3) Method according to claim 1 characterized in that a maximum lifetime of a signature generation system for a given public key and a generation time tgen of a signature are known, the maximum number of signatures that can be generated is determined by the formulation: qsig = tvie / tgen, the size k ₀ of the hazard generated is determined by k ₀ = log (qsig) / log ( 2), log designating the logarithm function.

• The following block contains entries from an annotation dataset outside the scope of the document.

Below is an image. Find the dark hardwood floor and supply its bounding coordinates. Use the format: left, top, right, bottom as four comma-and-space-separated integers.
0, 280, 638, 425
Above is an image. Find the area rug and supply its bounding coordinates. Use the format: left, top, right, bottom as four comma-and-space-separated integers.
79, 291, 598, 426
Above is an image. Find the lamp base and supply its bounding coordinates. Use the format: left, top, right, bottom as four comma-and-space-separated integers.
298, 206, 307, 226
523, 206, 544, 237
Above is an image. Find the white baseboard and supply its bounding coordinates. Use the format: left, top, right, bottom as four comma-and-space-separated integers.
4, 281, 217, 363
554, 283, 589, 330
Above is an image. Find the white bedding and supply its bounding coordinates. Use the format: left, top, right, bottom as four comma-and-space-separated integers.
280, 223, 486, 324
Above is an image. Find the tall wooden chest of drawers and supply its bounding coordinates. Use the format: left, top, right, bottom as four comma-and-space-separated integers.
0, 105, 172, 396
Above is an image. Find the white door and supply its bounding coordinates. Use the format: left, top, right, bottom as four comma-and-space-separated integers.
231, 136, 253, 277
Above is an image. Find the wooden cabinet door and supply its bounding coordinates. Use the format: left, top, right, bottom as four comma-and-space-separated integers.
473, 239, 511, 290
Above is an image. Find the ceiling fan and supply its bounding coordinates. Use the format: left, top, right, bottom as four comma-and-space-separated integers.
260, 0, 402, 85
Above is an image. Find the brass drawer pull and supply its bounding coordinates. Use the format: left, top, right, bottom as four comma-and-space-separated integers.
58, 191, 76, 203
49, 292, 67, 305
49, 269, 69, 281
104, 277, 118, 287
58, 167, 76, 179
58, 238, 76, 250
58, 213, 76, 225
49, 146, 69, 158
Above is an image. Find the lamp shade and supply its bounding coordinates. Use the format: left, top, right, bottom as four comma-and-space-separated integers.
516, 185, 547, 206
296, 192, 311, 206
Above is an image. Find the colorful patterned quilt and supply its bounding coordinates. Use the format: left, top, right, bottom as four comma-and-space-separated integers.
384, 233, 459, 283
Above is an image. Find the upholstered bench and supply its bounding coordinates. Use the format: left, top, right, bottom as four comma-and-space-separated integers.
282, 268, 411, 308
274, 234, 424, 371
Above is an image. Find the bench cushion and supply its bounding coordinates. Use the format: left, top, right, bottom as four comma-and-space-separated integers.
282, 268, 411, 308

4) Method for determining the size of a hazard used in the generation of an electronic signature, said size being both minimum and making it possible to guarantee an equivalent level of security with the basic cryptographic system used, characterized in that it uses a counter q for the number of signatures, said counter q being initially set at zero, said counter q being incremented at each generation of a signature, the size kb of the hazard being initially set at 0, said size kb of the hazard then being given by the size measured in number of bits of the counter q.

5) Method according to any one of claims 1 to 4, characterized in that said basic cryptographic system is RSA.

6) Method according to any one of claims 1 to 4, characterized in that said basic cryptographic system is Rabin. 7) Method according to any one of claims 1 to 4, characterized in that the signature scheme used is PSS.

8) Method according to any one of claims 1 to 4, characterized in that the signature scheme used is PSS-R.

9) Method according to any one of claims there 4, characterized in that the signature scheme used is PFDH.

10) Method according to any one of claims there 9, characterized in that it is implemented in a portable electronic object.

11) Method according to the preceding claim 9, characterized in that said electronic device is a smart card.

12) Portable electronic device implementing the method according to any one of claims 1 to 11.